Chinese warships have challenged the operations by sailing close to the Navy ships and demanding the ships leave the area.

U.S. surveillance aircraft also make regular flights over the sea.

In Beijing, a Foreign Ministry spokesman Lu Kang accused the United States of fueling disputes by the comment. Lu said the South China Sea is "generally stable and sound" and regional states have held talks aimed at upholding regional peace and stability through a Beijing-drafted code of conduct.

"If non-regional countries, for example the U.S., truly wish for peace, tranquility and wellbeing for people in the region, they should stay away from stirring up troubles," Liu said March 1.

Retired Navy Capt. Jim Fanell, former Pacific Fleet intelligence director, said Pompeo's declaration is a "dramatic and welcome change" from the Obama administration.

"What is different is this administration's effort to re-establish the credibility of the U.S. with the Republic of the Philippines and within the region after a disastrous performance by the previous administration at Scarborough Shoal in 2012," he said.
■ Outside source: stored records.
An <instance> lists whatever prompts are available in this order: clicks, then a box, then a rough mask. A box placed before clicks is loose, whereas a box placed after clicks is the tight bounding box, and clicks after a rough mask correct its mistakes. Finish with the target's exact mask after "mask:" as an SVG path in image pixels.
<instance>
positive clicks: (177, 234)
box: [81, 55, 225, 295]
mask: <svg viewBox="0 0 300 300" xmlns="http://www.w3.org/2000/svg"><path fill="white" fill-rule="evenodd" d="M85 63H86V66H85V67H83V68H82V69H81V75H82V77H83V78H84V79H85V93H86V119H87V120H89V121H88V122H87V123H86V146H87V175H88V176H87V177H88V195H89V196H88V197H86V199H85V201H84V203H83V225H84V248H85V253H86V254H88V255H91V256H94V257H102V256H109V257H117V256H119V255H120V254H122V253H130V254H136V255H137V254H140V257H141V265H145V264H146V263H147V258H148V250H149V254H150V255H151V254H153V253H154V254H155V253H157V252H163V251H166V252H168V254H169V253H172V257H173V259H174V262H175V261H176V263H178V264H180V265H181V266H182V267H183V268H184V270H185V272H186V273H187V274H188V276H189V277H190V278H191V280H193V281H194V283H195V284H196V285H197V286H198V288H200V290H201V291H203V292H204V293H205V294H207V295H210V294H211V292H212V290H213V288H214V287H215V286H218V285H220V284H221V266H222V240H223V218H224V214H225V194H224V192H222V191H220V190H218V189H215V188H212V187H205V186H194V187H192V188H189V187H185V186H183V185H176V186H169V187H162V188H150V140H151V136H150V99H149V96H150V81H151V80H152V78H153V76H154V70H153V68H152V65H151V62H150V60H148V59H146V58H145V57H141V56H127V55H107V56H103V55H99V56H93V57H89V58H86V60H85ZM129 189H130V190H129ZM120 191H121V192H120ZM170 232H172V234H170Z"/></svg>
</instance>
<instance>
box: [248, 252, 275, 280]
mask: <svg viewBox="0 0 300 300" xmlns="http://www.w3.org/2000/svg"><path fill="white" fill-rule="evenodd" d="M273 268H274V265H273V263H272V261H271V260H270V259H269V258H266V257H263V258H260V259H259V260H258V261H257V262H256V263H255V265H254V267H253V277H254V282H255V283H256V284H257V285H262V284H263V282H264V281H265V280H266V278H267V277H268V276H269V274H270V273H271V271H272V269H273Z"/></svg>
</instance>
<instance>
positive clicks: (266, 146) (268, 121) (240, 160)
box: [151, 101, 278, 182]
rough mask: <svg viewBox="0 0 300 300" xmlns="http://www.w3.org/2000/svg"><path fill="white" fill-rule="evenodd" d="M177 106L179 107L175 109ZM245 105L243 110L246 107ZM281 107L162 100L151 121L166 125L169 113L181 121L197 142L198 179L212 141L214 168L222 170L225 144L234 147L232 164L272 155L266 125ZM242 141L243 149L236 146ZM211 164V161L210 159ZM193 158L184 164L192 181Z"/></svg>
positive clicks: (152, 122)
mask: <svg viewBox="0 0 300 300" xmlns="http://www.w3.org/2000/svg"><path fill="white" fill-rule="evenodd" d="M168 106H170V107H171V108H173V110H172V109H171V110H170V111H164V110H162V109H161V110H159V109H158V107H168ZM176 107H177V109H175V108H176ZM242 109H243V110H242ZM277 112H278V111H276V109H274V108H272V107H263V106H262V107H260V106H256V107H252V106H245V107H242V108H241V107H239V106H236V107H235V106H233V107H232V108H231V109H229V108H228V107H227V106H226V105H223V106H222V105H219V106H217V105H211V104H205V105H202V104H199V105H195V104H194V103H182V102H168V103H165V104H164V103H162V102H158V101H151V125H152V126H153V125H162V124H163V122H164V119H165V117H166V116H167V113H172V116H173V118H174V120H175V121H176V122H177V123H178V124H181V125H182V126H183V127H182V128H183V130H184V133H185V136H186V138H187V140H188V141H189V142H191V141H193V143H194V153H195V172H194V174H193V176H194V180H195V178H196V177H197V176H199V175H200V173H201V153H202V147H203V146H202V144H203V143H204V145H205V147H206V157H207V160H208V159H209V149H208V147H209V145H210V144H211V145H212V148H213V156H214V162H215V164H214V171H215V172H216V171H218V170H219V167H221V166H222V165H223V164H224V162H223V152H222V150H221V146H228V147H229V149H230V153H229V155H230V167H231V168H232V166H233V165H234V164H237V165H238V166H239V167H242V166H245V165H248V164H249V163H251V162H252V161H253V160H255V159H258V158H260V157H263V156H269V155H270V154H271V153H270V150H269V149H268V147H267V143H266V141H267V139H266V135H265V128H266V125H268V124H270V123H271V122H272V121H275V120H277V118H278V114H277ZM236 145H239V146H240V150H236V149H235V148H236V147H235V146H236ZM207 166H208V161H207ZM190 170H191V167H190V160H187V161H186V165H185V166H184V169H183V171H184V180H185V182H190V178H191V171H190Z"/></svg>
From April to June 2012 the State Department failed to support its Philippines ally and ignored a request from then-President Benigno Aquino to invoke the defense treaty in response to China sending warships to take control of the shoal, he said.

Scarborough, located about 150 miles east of the Philippines, has been controlled by China since then.

Fanell called the failure to defend Philippines over the shoal "the worst U.S. foreign policy disaster since the departure of Marine Corps helicopters flying off from the roof tops of our embassy in Saigon in 1975."

"Secretary of State Pompeo's statement is a welcome reconfirmation of commitment to our treaty ally and to the region that the United States is both an ally that can be counted on in the Indo-Pacific," he said.

Davidson, the Pacific forces commander, said in recent Senate testimony that China's maritime claims in the South China Sea "are contrary to international law and pose a substantial long-term threat to the rules-based international order."

The commander also said the Chinese anti-aircraft missiles pose a danger to both military and civilian aircraft.

On Philippines, Davidson said Chinese coast guard vessels "regularly harass and intimidate fishing vessels from our treaty ally, the Philippines, operating near Scarborough Reef, as well as the fishing fleets of other regional nations."

China carried out naval, air force, and missile exercises in the South China Sea last month, including missile defense drills involving the air defense weapon now fielded on disputed islands, according to a report from the region.

The South China Morning Post reported that the People's Liberation Army would like to permanently deploy HQ-9 anti-aircraft and YJ anti-ship missiles on Woody Island in the Parcels.